Quite often, a Yahoo loss works out to be a Google win, and it would come as no surprise to see the second company make the first fight its own legal battles. But Google – along with several other organizations – is attempting to help Yahoo, now, as the Department of Justice is pressing for access to certain Yahoo Mail messages.
Late last year, Yahoo was ordered to turn over some emails, with the idea being that emails in "electronic storage" weren’t as protected as messages on people’s computers. The company declined to share everything, and a fight with the DOJ erupted as a result.
Yahoo, Google, the Center for Democracy and Technology, the Computer and Communications Industry Association, the Electronic Frontier Foundation, the Progress and Freedom Foundation, and TRUSTe believe Yahoo took the correct approach, though.
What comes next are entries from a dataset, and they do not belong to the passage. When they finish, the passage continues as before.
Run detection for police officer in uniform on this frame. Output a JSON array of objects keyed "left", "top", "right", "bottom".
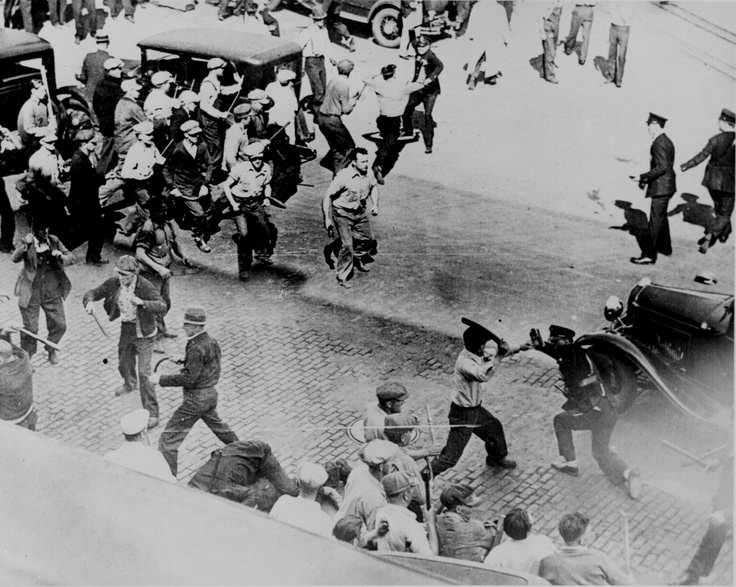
[{"left": 531, "top": 325, "right": 641, "bottom": 499}]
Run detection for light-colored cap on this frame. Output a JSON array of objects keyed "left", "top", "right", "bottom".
[
  {"left": 360, "top": 439, "right": 398, "bottom": 465},
  {"left": 276, "top": 69, "right": 296, "bottom": 83},
  {"left": 382, "top": 471, "right": 414, "bottom": 497},
  {"left": 207, "top": 57, "right": 227, "bottom": 70},
  {"left": 241, "top": 140, "right": 267, "bottom": 158},
  {"left": 120, "top": 409, "right": 150, "bottom": 435},
  {"left": 180, "top": 120, "right": 202, "bottom": 135},
  {"left": 39, "top": 131, "right": 58, "bottom": 144},
  {"left": 247, "top": 89, "right": 269, "bottom": 103},
  {"left": 297, "top": 462, "right": 328, "bottom": 488},
  {"left": 150, "top": 71, "right": 174, "bottom": 87},
  {"left": 121, "top": 79, "right": 141, "bottom": 93},
  {"left": 133, "top": 120, "right": 154, "bottom": 135},
  {"left": 103, "top": 57, "right": 124, "bottom": 71},
  {"left": 178, "top": 90, "right": 199, "bottom": 104}
]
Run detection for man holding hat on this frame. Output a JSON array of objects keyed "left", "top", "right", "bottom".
[
  {"left": 531, "top": 325, "right": 641, "bottom": 500},
  {"left": 104, "top": 408, "right": 176, "bottom": 483},
  {"left": 83, "top": 255, "right": 167, "bottom": 424},
  {"left": 401, "top": 37, "right": 443, "bottom": 154},
  {"left": 630, "top": 112, "right": 676, "bottom": 265},
  {"left": 144, "top": 71, "right": 180, "bottom": 123},
  {"left": 221, "top": 139, "right": 277, "bottom": 279},
  {"left": 114, "top": 79, "right": 147, "bottom": 159},
  {"left": 680, "top": 108, "right": 735, "bottom": 253},
  {"left": 163, "top": 119, "right": 216, "bottom": 253},
  {"left": 265, "top": 69, "right": 299, "bottom": 144},
  {"left": 222, "top": 103, "right": 253, "bottom": 172},
  {"left": 198, "top": 57, "right": 242, "bottom": 170},
  {"left": 429, "top": 317, "right": 531, "bottom": 476},
  {"left": 373, "top": 470, "right": 439, "bottom": 554},
  {"left": 150, "top": 307, "right": 239, "bottom": 477},
  {"left": 78, "top": 34, "right": 111, "bottom": 101},
  {"left": 364, "top": 63, "right": 422, "bottom": 183},
  {"left": 299, "top": 5, "right": 333, "bottom": 109},
  {"left": 269, "top": 461, "right": 333, "bottom": 538},
  {"left": 93, "top": 57, "right": 125, "bottom": 173},
  {"left": 170, "top": 90, "right": 199, "bottom": 145}
]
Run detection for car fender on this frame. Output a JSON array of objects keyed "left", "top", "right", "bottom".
[{"left": 577, "top": 332, "right": 731, "bottom": 430}]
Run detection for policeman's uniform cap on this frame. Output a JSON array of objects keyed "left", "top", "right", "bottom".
[
  {"left": 416, "top": 37, "right": 430, "bottom": 47},
  {"left": 207, "top": 57, "right": 227, "bottom": 70},
  {"left": 133, "top": 120, "right": 154, "bottom": 135},
  {"left": 120, "top": 409, "right": 150, "bottom": 435},
  {"left": 297, "top": 462, "right": 329, "bottom": 487},
  {"left": 694, "top": 270, "right": 718, "bottom": 285},
  {"left": 115, "top": 255, "right": 138, "bottom": 275},
  {"left": 360, "top": 439, "right": 398, "bottom": 465},
  {"left": 178, "top": 90, "right": 199, "bottom": 104},
  {"left": 720, "top": 108, "right": 736, "bottom": 124},
  {"left": 376, "top": 381, "right": 408, "bottom": 401},
  {"left": 180, "top": 120, "right": 202, "bottom": 135},
  {"left": 311, "top": 5, "right": 326, "bottom": 19},
  {"left": 233, "top": 103, "right": 253, "bottom": 120},
  {"left": 247, "top": 89, "right": 270, "bottom": 103},
  {"left": 183, "top": 307, "right": 207, "bottom": 325},
  {"left": 380, "top": 64, "right": 396, "bottom": 77},
  {"left": 276, "top": 69, "right": 297, "bottom": 83},
  {"left": 40, "top": 131, "right": 58, "bottom": 144},
  {"left": 549, "top": 325, "right": 576, "bottom": 340},
  {"left": 103, "top": 57, "right": 124, "bottom": 71},
  {"left": 382, "top": 471, "right": 414, "bottom": 496},
  {"left": 95, "top": 33, "right": 110, "bottom": 44},
  {"left": 646, "top": 112, "right": 667, "bottom": 127},
  {"left": 121, "top": 79, "right": 141, "bottom": 93},
  {"left": 150, "top": 71, "right": 173, "bottom": 87}
]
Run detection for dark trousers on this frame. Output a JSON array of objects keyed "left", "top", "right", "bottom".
[
  {"left": 332, "top": 208, "right": 374, "bottom": 283},
  {"left": 97, "top": 135, "right": 117, "bottom": 175},
  {"left": 317, "top": 113, "right": 355, "bottom": 174},
  {"left": 4, "top": 0, "right": 34, "bottom": 32},
  {"left": 708, "top": 189, "right": 734, "bottom": 244},
  {"left": 159, "top": 387, "right": 239, "bottom": 476},
  {"left": 0, "top": 180, "right": 15, "bottom": 250},
  {"left": 564, "top": 5, "right": 594, "bottom": 63},
  {"left": 200, "top": 114, "right": 224, "bottom": 172},
  {"left": 19, "top": 283, "right": 66, "bottom": 356},
  {"left": 140, "top": 270, "right": 170, "bottom": 335},
  {"left": 607, "top": 24, "right": 629, "bottom": 86},
  {"left": 109, "top": 0, "right": 134, "bottom": 17},
  {"left": 305, "top": 56, "right": 327, "bottom": 107},
  {"left": 232, "top": 206, "right": 277, "bottom": 274},
  {"left": 553, "top": 398, "right": 629, "bottom": 483},
  {"left": 374, "top": 115, "right": 401, "bottom": 176},
  {"left": 118, "top": 322, "right": 158, "bottom": 418},
  {"left": 72, "top": 0, "right": 97, "bottom": 39},
  {"left": 542, "top": 8, "right": 561, "bottom": 82},
  {"left": 402, "top": 90, "right": 439, "bottom": 149},
  {"left": 47, "top": 0, "right": 65, "bottom": 24},
  {"left": 81, "top": 209, "right": 105, "bottom": 262},
  {"left": 686, "top": 518, "right": 732, "bottom": 578},
  {"left": 430, "top": 403, "right": 508, "bottom": 476},
  {"left": 642, "top": 195, "right": 672, "bottom": 259}
]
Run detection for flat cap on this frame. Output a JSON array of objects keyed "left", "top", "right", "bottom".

So as reported by Declan McCullagh, these organizations stated yesterday in a friend-of-the-court brief, "Society expects and relies on the privacy of e-mail messages just as it relies on the privacy of the telephone system. Indeed, the largest e-mail services are popular precisely because they offer users huge amounts of computer disk space in the Internet ‘cloud’ within which users can warehouse their e-mails for perpetual storage."
A win or loss here could have a significant effect on the reputation of cloud computing, then.
UPDATE: The Department of Justice has backed down. A crucial point is that it hasn’t admitted any fault – a new official motion states, "the government has concluded that further production of records and information by Yahoo would not be helpful to the government’s investigation" – but Yahoo will not be asked to surrender any emails in the absence of a search warrant at this time.